A premiada jornalista e escritora britânica Yomi Adegoke conta como seu romance de estreia, The List, foi inspirado pelo desejo de confrontar a hipocrisia e a polarização da cultura das redes sociais.

Sem dúvida, a internet foi a invenção mais significativa do século 20; e as redes sociais, uma das mais significativas do século 21. Se elas mudaram o mundo para melhor ou pior é tema de debate desde que surgiram. Porque ao mesmo tempo em que democratizaram a informação, vivemos uma crise de desinformação generalizada. O sucesso das mídias sociais gerou movimentos de justiça, que coincidiram com a radicalização em grande escala. O limite entre justiça social e justiça selvagem é tênue, e a diferença entre as duas diminui conforme as telas aumentam a distância entre nós.

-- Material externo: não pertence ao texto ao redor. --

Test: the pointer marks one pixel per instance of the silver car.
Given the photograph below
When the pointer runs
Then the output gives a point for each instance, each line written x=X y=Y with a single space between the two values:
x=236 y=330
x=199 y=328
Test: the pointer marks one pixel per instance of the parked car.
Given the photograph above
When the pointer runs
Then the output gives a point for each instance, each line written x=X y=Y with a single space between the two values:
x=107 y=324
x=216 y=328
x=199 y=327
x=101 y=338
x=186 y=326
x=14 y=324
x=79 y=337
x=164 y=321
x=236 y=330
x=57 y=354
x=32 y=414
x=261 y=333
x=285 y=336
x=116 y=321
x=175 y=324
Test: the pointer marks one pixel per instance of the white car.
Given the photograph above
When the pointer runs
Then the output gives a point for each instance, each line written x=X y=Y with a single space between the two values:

Yomi Adegoke The List book cover

Nossa realidade em rápida evolução ainda é vista como quase distópica; um futuro no estilo Black Mirror em que estamos à beira do precipício. Por isso, quis escrever um livro sobre o aqui e agora – o que acontece quando o ativismo, o anonimato, a cultura de influenciadores e a automercantilização colidem online todos os dias. Sou escritora feminista há mais de 10 anos. Sou defensora feroz dos direitos das mulheres. Também sou uma jornalista assustada com a rapidez das notícias falsas e as ramificações exageradas do que é dito nas redes sociais. Sou politicamente engajada e busco mudanças radicais, mas fico aflita com o uso de movimentos sociais como armas, para ganho pessoal.

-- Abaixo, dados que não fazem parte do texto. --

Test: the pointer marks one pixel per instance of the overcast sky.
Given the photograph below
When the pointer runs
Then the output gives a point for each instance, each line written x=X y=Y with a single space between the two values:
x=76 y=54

Por isso, digo que meu romance de estreia, The List, é sobre muitas coisas, mas, acima de tudo, sobre a internet. Talvez seja mais simples dizer que é sobre o #MeToo ou a cultura do cancelamento, mas estes temas estão enraizados na cultura online. The List é, antes de tudo, sobre quem dizemos ser versus quem realmente somos, seja publicamente ou em particular, online ou offline. É um livro sobre a diferença entre o Instagram e a realidade. É sobre o que os humanos são capazes de fazer com o superpoder da invisibilidade. Na teoria, o usaríamos para pregar peças ou espionar, mas basta olhar a seção de comentários de um site para ver como a massa se comporta quando não é vista. É sobre hipocrisia, apropriação, áreas nebulosas e a faca de dois gumes da vida online. Assim como sua temática, The List é complicado, pois não há respostas claras.

Geralmente, as questões mais difíceis são debatidas por pessoas que buscam deslegitimar as experiências vividas por grupos marginalizados e reverter os direitos conquistados. Acho fundamental que as pessoas progressistas rebatam conversas difíceis com aqueles que semeiam a divisão. Brinco que minha especialidade é ficar em cima do muro – minha cor favorita deveria ser cinza; tenho dificuldade em ver algo como preto ou branco. Gostei de escrever um romance multifacetado e reflexivo em um momento em que a polarização é incentivada nas mídias sociais e o “definitivo” é favorecido quando nuances são necessárias.

Escrevi The List para promover o debate sobre a cultura e a responsabilidade da internet – como ela deveria ser e quem decide. Fiz isso sem esperar um consenso. As divergências, incertezas e idas e vindas fazem parte do processo; minha motivação foi, em grande parte, a falta de diálogo nessa área. Pelo menos das vozes que quero ouvir. Minha meta com The List é instigar um diálogo entre essas vozes. Embora o livro não traga respostas para as grandes questões que propõe, espero que ajude a nos aproximar um pouco mais delas.